- Second baseman / Shortstop
- Born: March 18, 1924 Richmond, Virginia, U.S.
- Died: December 15, 2003 (aged 79) Richmond, Virginia, U.S.
- Batted: RightThrew: Right

MLB debut
- April 17, 1945, for the Philadelphia Phillies

Last MLB appearance
- June 7, 1945, for the Philadelphia Phillies

MLB statistics
- Batting average: .198
- Home runs: 0
- Runs batted in: 5
- Stats at Baseball Reference

Teams
- Philadelphia Phillies (1945);

= Garvin Hamner =

American baseball player (1924-2003)

Wesley Garvin Hamner (March 18, 1924 – December 15, 2003) was an American professional baseball player. A second baseman and shortstop, he appeared in one season (1945) for the Philadelphia Phillies of Major League Baseball. His younger brother, Granny Hamner, would become the Phillies' star shortstop of the 1950 "Whiz Kids" National League championship team, while Garvin spent all but two months of his 11-year career in minor league baseball.

The two Hamners were teammates briefly on the 1945 Phils. While Granny was the better prospect, and had a 17-year MLB career, the similarity in their names caused a mixup during the Rule 5 draft. The St. Louis Browns had scouted Granny and wanted to draft him off the Phils' Utica Blue Sox minor-league roster. But they selected Garvin's name by mistake – and Granny remained with the Phillies, for whom he would later star.

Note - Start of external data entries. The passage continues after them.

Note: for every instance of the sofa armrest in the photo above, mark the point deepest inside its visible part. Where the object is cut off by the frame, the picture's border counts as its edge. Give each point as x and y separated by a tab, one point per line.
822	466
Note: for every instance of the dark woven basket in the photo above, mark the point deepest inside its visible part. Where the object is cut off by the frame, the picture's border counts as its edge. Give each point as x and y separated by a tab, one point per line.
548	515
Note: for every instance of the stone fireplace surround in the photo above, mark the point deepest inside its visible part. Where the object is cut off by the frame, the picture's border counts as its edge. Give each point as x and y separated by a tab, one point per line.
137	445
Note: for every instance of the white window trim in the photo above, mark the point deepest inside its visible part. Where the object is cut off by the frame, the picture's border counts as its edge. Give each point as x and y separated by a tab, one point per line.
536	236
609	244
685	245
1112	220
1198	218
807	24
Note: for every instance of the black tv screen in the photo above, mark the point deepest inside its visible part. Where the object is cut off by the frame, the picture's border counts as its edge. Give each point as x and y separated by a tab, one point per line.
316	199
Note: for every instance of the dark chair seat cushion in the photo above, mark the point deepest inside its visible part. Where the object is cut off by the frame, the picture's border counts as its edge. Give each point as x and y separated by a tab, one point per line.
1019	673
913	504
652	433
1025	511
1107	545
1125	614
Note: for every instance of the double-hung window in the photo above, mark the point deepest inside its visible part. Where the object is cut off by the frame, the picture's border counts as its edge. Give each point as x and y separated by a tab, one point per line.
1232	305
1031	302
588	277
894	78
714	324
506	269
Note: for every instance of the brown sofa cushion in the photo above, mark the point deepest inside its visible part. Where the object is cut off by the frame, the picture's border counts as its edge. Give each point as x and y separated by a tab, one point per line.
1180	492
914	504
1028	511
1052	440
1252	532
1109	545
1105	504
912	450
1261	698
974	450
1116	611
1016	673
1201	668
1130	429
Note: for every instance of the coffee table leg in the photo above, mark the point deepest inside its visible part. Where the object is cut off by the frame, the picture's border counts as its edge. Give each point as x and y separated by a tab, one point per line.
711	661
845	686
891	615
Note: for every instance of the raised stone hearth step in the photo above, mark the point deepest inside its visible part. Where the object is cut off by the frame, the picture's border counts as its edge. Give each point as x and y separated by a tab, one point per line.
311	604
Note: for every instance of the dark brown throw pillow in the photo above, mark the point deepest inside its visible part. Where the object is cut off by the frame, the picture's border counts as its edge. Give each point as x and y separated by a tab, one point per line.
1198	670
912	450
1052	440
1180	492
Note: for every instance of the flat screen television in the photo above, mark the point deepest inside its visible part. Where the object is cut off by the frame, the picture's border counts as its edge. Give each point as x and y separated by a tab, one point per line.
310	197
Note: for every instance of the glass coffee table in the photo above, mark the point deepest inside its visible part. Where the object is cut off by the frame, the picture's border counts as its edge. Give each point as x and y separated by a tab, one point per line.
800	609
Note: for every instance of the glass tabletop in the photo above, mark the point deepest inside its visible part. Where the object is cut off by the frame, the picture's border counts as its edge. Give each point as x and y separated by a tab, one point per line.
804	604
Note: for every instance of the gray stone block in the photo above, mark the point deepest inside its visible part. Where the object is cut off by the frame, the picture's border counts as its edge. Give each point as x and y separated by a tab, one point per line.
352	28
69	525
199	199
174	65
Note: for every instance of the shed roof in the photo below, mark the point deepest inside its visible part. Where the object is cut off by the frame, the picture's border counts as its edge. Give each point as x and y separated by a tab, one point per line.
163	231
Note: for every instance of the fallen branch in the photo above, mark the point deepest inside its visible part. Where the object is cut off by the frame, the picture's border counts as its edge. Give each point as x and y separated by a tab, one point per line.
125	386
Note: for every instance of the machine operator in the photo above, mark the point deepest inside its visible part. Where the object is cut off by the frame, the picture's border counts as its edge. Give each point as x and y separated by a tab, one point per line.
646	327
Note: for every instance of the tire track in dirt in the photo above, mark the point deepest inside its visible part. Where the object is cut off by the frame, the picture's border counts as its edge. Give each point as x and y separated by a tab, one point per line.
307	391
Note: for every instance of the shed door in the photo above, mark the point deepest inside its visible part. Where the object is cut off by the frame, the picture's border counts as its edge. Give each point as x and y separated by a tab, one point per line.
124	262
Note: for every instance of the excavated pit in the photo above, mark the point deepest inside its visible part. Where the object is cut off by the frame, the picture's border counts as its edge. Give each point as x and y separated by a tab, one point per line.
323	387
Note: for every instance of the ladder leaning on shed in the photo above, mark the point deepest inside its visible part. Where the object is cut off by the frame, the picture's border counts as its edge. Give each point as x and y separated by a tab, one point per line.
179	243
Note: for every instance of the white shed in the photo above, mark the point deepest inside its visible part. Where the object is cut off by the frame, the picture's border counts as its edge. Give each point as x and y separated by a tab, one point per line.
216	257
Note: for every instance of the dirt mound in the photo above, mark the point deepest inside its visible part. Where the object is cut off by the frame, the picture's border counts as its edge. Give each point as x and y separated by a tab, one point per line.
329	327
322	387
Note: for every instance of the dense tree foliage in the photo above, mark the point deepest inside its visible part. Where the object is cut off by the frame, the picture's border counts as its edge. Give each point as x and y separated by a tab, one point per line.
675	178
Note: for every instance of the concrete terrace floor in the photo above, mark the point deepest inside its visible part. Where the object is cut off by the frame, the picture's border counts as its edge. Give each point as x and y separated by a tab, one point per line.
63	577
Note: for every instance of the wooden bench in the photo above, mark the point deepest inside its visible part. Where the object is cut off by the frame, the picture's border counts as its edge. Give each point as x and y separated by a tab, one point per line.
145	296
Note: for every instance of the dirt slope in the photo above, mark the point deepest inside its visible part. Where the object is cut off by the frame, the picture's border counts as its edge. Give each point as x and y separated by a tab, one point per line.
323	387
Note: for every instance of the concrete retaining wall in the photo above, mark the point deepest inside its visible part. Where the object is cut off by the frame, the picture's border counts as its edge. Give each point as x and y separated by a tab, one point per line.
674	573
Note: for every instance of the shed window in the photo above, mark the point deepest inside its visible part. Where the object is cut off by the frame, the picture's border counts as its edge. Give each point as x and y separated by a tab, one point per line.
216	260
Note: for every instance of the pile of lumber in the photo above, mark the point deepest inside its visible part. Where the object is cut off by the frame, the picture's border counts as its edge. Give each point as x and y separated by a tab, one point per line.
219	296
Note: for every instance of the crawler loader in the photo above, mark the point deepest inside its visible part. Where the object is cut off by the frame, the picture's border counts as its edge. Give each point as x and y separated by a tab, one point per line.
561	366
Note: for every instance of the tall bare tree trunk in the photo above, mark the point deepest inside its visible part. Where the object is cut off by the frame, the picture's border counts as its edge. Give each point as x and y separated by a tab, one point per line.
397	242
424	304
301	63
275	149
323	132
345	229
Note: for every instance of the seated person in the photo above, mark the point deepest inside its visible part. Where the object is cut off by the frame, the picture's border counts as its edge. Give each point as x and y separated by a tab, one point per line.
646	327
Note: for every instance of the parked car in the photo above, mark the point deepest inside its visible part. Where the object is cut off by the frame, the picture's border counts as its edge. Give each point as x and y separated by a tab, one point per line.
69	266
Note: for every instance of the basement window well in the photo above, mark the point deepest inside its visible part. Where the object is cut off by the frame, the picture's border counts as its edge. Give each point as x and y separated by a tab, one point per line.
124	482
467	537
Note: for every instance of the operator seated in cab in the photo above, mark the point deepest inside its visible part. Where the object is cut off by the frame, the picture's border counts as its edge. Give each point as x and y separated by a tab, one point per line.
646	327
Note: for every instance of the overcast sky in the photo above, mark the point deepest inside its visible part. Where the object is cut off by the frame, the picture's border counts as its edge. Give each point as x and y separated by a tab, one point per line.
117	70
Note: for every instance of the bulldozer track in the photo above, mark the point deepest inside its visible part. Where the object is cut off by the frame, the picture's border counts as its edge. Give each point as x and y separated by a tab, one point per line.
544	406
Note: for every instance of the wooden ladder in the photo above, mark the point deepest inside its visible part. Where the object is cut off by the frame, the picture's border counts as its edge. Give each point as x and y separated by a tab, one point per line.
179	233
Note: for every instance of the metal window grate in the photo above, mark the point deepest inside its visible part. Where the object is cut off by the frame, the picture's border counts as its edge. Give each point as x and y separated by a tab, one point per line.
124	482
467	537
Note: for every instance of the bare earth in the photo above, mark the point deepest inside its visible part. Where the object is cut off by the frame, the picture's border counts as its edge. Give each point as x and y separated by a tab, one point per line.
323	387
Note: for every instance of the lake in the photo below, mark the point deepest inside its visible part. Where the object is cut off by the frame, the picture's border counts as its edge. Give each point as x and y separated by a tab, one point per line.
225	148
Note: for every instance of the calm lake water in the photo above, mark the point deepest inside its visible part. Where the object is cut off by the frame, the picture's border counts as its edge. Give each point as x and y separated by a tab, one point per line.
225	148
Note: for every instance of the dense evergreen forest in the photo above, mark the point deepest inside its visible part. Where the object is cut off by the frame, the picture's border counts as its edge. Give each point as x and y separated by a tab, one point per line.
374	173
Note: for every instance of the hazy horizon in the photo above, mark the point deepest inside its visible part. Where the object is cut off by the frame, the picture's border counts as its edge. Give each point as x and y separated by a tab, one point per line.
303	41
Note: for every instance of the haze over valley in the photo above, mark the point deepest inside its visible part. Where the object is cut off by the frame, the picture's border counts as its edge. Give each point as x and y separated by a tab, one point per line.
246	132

Garvin Hamner, a lifelong resident of Richmond, Virginia, threw and batted right-handed, stood 5 ft 11 in tall and weighed 172 lb. In 32 Major League games in 1945, he collected 20 hits in 101 at bats, including three doubles, for a batting average of .198. He was sent to the Atlanta Crackers of the Southern Association in June and played the rest of his career in the minors. He died at age 79 in Richmond.